The Intersection of Two Regulators

What makes this story particularly worth watching is that it sits at the intersection of two distinct EU regulatory frameworks: the Digital Services Act (platform governance) and the EU AI Act (AI-specific rules). The Commission is processing this question through the DSA lens, but the implications for AI Act compliance and the AI Office's own supervisory jurisdiction are real.

The European AI Office — established in November 2025 — has cross-member state enforcement authority for general-purpose AI models. If ChatGPT's VLOP assessment leads to scrutiny of the model's capabilities, behaviour, or systemic risk profile, there is a plausible argument that the AI Office has jurisdiction too. Whether the two frameworks would be applied in parallel or sequentially is an open question.

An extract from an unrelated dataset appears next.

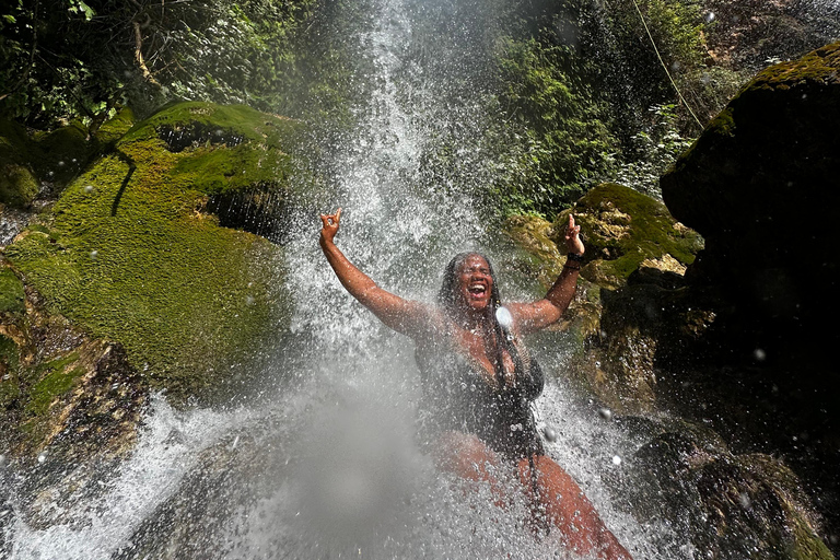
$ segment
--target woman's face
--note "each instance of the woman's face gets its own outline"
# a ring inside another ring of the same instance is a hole
[[[490,304],[493,279],[490,265],[480,255],[469,255],[458,266],[457,301],[465,310],[483,311]]]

For SMEs: the regulatory environment for AI is thickening. The DSA, the AI Act, and the evolving question of which framework covers which type of AI service are all moving at the same time. Your compliance foundation — knowing which AI tools you use, how they function, and what documentation your vendors provide — matters more, not less, as this landscape gets more complex.

This article is for informational purposes only and does not constitute legal advice.